Eine Buchempfehlung oder zwei und ein Interview oder zwei

Hester Maulfrosch ist Frosch und Autorin und macht mit ihrer jüngst neu aufgelegten Autobiographie einer Eintagsfliege die Zeit vergessen.
Warum sollte eine Fliege es sich leisten, den einzigen Tag Lebenszeit an die Beschäftigung mit dem Leben einer Fröschin zu vergeuden?
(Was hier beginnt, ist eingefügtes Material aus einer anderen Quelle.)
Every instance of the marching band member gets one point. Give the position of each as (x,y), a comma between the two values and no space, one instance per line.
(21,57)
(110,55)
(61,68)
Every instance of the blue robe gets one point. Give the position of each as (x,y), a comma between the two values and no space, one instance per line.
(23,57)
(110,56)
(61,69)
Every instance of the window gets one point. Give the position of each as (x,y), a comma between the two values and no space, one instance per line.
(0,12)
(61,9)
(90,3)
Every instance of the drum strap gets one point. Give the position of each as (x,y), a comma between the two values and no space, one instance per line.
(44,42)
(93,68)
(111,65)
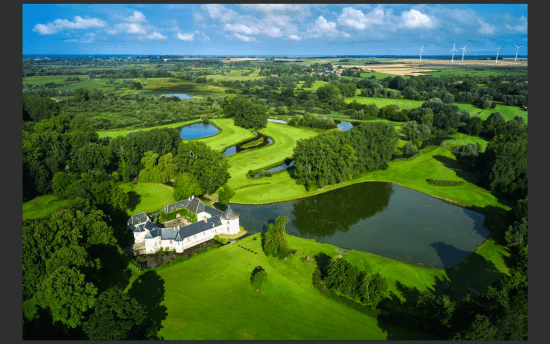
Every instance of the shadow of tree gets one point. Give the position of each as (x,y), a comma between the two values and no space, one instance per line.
(43,327)
(148,289)
(474,275)
(133,200)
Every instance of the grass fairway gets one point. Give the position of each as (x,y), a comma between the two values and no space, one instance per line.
(147,197)
(230,135)
(210,297)
(124,132)
(41,206)
(285,138)
(433,162)
(509,112)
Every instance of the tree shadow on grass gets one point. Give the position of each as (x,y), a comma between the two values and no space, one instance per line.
(149,290)
(472,276)
(133,200)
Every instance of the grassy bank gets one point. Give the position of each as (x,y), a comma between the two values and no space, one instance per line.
(433,162)
(41,206)
(284,138)
(210,297)
(147,197)
(230,135)
(124,132)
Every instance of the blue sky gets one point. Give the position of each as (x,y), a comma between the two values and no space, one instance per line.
(281,29)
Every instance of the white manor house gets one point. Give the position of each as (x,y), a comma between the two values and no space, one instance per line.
(210,222)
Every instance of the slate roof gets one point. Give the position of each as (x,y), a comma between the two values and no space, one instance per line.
(229,214)
(199,226)
(139,228)
(137,218)
(149,225)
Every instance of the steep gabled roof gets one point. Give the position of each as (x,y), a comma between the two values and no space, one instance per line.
(149,225)
(229,214)
(139,228)
(199,226)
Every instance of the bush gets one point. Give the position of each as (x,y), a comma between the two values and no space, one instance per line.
(311,185)
(440,182)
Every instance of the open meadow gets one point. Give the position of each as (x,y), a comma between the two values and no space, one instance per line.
(192,291)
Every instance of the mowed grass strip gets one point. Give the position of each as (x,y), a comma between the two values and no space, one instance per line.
(147,197)
(41,206)
(433,162)
(229,136)
(210,297)
(284,138)
(125,132)
(509,112)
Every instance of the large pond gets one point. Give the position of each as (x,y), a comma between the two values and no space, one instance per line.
(243,145)
(198,130)
(179,95)
(344,125)
(378,217)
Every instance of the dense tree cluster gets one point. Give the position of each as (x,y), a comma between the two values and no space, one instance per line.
(208,166)
(246,113)
(336,156)
(273,240)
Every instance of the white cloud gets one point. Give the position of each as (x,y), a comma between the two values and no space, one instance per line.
(217,11)
(522,27)
(241,28)
(61,24)
(137,17)
(133,28)
(185,36)
(156,35)
(324,27)
(291,9)
(356,19)
(243,37)
(415,19)
(486,28)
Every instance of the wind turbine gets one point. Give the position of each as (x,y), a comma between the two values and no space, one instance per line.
(517,53)
(463,50)
(453,51)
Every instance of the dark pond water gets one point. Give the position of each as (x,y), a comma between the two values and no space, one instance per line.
(239,148)
(377,217)
(344,125)
(283,166)
(179,95)
(198,130)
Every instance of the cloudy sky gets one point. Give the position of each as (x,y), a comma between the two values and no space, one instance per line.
(282,29)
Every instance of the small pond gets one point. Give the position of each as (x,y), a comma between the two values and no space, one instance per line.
(283,166)
(378,217)
(242,146)
(179,95)
(198,130)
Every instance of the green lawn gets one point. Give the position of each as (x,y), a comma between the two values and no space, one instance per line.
(224,306)
(41,206)
(209,297)
(230,134)
(285,138)
(147,197)
(124,132)
(509,112)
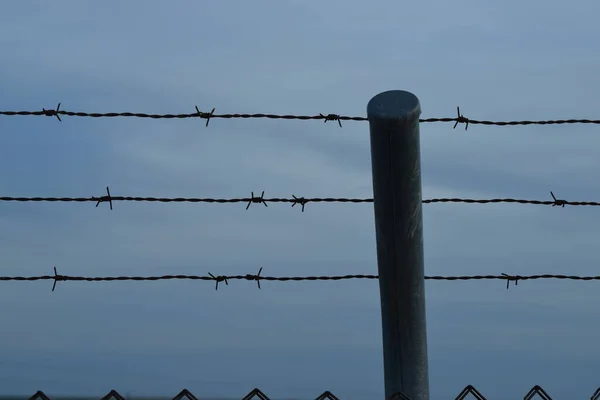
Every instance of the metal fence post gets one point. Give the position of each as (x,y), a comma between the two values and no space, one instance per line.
(396,163)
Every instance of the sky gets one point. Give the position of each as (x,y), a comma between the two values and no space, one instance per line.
(505,60)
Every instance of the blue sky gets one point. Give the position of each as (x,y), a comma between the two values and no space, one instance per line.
(504,60)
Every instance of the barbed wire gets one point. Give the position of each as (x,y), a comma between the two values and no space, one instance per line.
(327,395)
(459,119)
(258,278)
(294,200)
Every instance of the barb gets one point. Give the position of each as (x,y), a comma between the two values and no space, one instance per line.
(293,200)
(258,277)
(459,119)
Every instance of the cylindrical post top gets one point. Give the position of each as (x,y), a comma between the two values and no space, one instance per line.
(395,105)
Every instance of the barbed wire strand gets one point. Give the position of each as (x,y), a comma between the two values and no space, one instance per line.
(258,278)
(459,119)
(257,393)
(302,201)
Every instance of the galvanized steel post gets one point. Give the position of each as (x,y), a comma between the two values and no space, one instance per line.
(396,166)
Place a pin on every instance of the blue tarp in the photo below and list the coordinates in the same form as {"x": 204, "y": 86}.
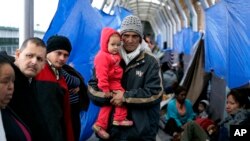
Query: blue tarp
{"x": 114, "y": 20}
{"x": 185, "y": 40}
{"x": 227, "y": 41}
{"x": 82, "y": 24}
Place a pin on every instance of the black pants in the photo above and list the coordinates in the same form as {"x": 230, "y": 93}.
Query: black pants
{"x": 171, "y": 127}
{"x": 75, "y": 117}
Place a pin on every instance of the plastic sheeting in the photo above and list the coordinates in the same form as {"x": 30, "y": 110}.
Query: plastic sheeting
{"x": 227, "y": 41}
{"x": 185, "y": 40}
{"x": 82, "y": 24}
{"x": 114, "y": 20}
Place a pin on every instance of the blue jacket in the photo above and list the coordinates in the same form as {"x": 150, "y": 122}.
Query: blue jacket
{"x": 172, "y": 112}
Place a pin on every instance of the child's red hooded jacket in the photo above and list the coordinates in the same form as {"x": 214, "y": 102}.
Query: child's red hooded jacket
{"x": 107, "y": 65}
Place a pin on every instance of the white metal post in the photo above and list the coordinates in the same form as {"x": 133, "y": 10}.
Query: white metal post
{"x": 26, "y": 28}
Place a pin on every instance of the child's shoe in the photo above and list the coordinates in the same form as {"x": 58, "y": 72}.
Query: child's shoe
{"x": 100, "y": 132}
{"x": 123, "y": 123}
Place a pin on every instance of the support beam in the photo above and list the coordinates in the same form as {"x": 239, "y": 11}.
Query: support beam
{"x": 175, "y": 15}
{"x": 193, "y": 14}
{"x": 182, "y": 13}
{"x": 26, "y": 29}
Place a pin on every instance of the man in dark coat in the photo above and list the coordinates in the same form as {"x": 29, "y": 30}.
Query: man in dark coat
{"x": 52, "y": 91}
{"x": 29, "y": 61}
{"x": 142, "y": 82}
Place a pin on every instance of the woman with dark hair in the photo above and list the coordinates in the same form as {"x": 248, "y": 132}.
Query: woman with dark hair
{"x": 179, "y": 111}
{"x": 237, "y": 108}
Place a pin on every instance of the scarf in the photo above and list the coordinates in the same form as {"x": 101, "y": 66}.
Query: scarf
{"x": 128, "y": 57}
{"x": 2, "y": 132}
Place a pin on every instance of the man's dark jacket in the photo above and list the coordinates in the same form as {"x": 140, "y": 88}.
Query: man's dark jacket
{"x": 143, "y": 84}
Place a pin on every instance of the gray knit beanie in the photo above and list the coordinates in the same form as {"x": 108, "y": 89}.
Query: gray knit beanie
{"x": 132, "y": 23}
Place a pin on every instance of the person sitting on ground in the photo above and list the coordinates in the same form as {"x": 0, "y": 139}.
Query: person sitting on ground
{"x": 202, "y": 109}
{"x": 109, "y": 73}
{"x": 179, "y": 111}
{"x": 237, "y": 108}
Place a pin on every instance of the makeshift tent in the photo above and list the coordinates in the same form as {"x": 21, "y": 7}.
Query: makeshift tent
{"x": 227, "y": 41}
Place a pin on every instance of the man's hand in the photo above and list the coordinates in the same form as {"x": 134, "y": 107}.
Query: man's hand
{"x": 75, "y": 90}
{"x": 117, "y": 98}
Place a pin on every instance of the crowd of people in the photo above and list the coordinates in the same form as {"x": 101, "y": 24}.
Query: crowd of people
{"x": 41, "y": 96}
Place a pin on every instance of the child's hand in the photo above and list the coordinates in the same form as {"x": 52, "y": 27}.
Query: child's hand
{"x": 107, "y": 95}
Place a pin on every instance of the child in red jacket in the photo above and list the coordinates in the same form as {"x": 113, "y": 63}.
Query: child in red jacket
{"x": 109, "y": 74}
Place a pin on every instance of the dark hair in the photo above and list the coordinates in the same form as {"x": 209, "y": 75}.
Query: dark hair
{"x": 165, "y": 66}
{"x": 35, "y": 40}
{"x": 179, "y": 89}
{"x": 241, "y": 96}
{"x": 4, "y": 59}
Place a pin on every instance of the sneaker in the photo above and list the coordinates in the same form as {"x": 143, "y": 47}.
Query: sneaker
{"x": 100, "y": 132}
{"x": 123, "y": 123}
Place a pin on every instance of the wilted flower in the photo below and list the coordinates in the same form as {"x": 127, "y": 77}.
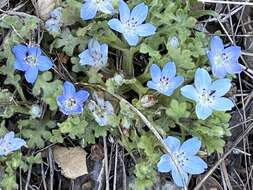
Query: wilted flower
{"x": 30, "y": 60}
{"x": 208, "y": 94}
{"x": 223, "y": 60}
{"x": 187, "y": 161}
{"x": 53, "y": 24}
{"x": 90, "y": 8}
{"x": 71, "y": 102}
{"x": 10, "y": 144}
{"x": 164, "y": 81}
{"x": 130, "y": 23}
{"x": 96, "y": 55}
{"x": 100, "y": 109}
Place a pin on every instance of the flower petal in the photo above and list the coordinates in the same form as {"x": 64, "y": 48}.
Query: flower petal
{"x": 203, "y": 111}
{"x": 145, "y": 30}
{"x": 88, "y": 10}
{"x": 139, "y": 13}
{"x": 194, "y": 165}
{"x": 116, "y": 25}
{"x": 124, "y": 11}
{"x": 131, "y": 38}
{"x": 169, "y": 70}
{"x": 44, "y": 63}
{"x": 190, "y": 92}
{"x": 20, "y": 51}
{"x": 173, "y": 143}
{"x": 222, "y": 104}
{"x": 216, "y": 45}
{"x": 220, "y": 87}
{"x": 164, "y": 165}
{"x": 155, "y": 72}
{"x": 180, "y": 177}
{"x": 202, "y": 79}
{"x": 191, "y": 146}
{"x": 31, "y": 74}
{"x": 81, "y": 96}
{"x": 106, "y": 7}
{"x": 68, "y": 89}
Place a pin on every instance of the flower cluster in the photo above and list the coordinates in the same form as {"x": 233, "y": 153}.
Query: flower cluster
{"x": 100, "y": 109}
{"x": 53, "y": 24}
{"x": 186, "y": 162}
{"x": 30, "y": 60}
{"x": 10, "y": 144}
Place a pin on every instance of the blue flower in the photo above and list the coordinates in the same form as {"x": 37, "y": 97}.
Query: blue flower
{"x": 10, "y": 144}
{"x": 223, "y": 60}
{"x": 100, "y": 109}
{"x": 71, "y": 102}
{"x": 208, "y": 94}
{"x": 164, "y": 81}
{"x": 187, "y": 161}
{"x": 53, "y": 24}
{"x": 130, "y": 23}
{"x": 30, "y": 60}
{"x": 96, "y": 55}
{"x": 90, "y": 8}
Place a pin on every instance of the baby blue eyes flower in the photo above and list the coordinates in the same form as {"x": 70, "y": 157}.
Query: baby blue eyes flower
{"x": 30, "y": 60}
{"x": 130, "y": 23}
{"x": 100, "y": 109}
{"x": 10, "y": 144}
{"x": 53, "y": 24}
{"x": 90, "y": 8}
{"x": 96, "y": 55}
{"x": 223, "y": 60}
{"x": 185, "y": 155}
{"x": 164, "y": 81}
{"x": 208, "y": 94}
{"x": 71, "y": 102}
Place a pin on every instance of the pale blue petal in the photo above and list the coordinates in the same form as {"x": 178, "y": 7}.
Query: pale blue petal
{"x": 44, "y": 63}
{"x": 86, "y": 59}
{"x": 180, "y": 177}
{"x": 173, "y": 143}
{"x": 202, "y": 79}
{"x": 219, "y": 71}
{"x": 155, "y": 72}
{"x": 169, "y": 70}
{"x": 222, "y": 104}
{"x": 31, "y": 74}
{"x": 131, "y": 38}
{"x": 106, "y": 7}
{"x": 116, "y": 25}
{"x": 68, "y": 89}
{"x": 190, "y": 92}
{"x": 139, "y": 13}
{"x": 203, "y": 111}
{"x": 216, "y": 45}
{"x": 34, "y": 51}
{"x": 231, "y": 54}
{"x": 164, "y": 165}
{"x": 221, "y": 87}
{"x": 194, "y": 165}
{"x": 145, "y": 30}
{"x": 20, "y": 51}
{"x": 234, "y": 68}
{"x": 124, "y": 11}
{"x": 191, "y": 146}
{"x": 81, "y": 96}
{"x": 88, "y": 10}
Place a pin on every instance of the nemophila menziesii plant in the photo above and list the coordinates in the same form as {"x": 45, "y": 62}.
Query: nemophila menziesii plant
{"x": 130, "y": 23}
{"x": 142, "y": 77}
{"x": 223, "y": 60}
Eintagsfliege: (Stimme wurde verfremdet) Das Buch las sich wie ein Thriller, ich wollte da durch! Meine Flügel vibrieren, wenn ich von Hesters Raubzügen lese und vom Akt des Fressens, der mit einer langen Zunge beginnt. Für mich als Leserin ... - ich erlebe die Jagd auf mich, ich versetze mich in die Fliege im Buch, ich erlebe es, auf einem roten Teppich kleben zu bleiben, ich stelle mir den intensiven Geruch vor, der dem Froschmaul entströmt. Die Schwierigkeit beim Lesen bestand nämlich darin, nicht aufgefressen zu werden. Bei Gefahr habe ich mich selbstverständlich zwischen den Seiten versteckt, aber was, wenn das Buch zugeschlagen wäre?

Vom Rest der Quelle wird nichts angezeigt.